In this report, we explore the major streaming data platforms, outline the key criteria by which a streaming platform should be evaluated, and award marks to each platform based on how it covers those key criteria and evaluation metrics. Below we present our awards given to data streaming platforms we examined.
Key findings:
- The sector is undergoing rapid development and expansion. There are no clear commercial winners, although some clear trends on the underlying technology have emerged.
- The majority of vendor offerings are based on open-source technology, typically from the Apache Software Foundation. Apache platforms such as Kafka, Beam, Pulsar, and others underpin the majority of commercial offerings. In particular, Kafka surfaces in some way or another in most of the offerings, typically as an underlying technology or as a data source/destination.

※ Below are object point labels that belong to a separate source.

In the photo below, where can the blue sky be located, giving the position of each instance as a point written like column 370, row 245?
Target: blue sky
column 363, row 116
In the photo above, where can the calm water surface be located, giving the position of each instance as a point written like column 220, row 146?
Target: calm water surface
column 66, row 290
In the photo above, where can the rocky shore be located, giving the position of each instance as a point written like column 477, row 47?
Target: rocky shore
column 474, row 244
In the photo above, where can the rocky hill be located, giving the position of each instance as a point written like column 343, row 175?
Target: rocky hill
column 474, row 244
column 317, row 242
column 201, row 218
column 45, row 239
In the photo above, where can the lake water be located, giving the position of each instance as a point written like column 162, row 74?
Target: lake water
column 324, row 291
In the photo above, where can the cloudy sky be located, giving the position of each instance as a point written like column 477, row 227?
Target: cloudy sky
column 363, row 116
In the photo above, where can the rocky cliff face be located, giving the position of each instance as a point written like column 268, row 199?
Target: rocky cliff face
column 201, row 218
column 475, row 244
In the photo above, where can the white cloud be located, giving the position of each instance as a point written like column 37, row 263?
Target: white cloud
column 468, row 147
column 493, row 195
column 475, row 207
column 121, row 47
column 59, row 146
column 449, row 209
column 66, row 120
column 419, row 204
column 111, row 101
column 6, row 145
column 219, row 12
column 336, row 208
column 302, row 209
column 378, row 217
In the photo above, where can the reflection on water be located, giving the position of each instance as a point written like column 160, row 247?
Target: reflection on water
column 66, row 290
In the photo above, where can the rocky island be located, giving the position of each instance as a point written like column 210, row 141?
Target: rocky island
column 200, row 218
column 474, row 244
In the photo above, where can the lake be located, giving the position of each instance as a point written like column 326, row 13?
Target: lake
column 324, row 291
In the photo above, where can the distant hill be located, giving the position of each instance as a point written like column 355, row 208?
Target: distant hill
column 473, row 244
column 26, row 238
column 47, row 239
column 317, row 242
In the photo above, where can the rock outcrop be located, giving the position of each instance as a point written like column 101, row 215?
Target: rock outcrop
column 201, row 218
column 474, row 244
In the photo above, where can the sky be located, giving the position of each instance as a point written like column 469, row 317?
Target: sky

- General levels of abstraction of underlying technology and ease-of-use still need to improve for streaming data technology to see wider adoption among mainstream technologists.
- All vendors offer connectivity to on-premises and cloud-based data sources. Enterprise software companies’ and cloud providers’ streaming products and services offer deep integration with their own broader platforms.
- Perhaps due to the open-source pedigree, or the cloud native-capabilities of the offerings, most vendor pricing is relatively transparent. There are still some heavy touch sales tactics from some of the traditional vendors, but most offerings offer clear and sometimes self-service pricing.
- Given the size of the data streaming platform market, we have grouped the offerings together in four distinct categories:
- Apache Kafka-based services
- General-purpose cloud-native services
- Start-up platforms
- Other streaming platforms
- Implementation of the vendors’ offerings is typically a complex affair for on-premises solutions. While open source technology has been a boon for innovation, it also requires significant expertise to set up, manage, and operationalize in order to achieve acceptable performance. On the other hand, cloud-native managed offerings and management tooling has sprung up from many vendors to make data streaming easier to set up and operate.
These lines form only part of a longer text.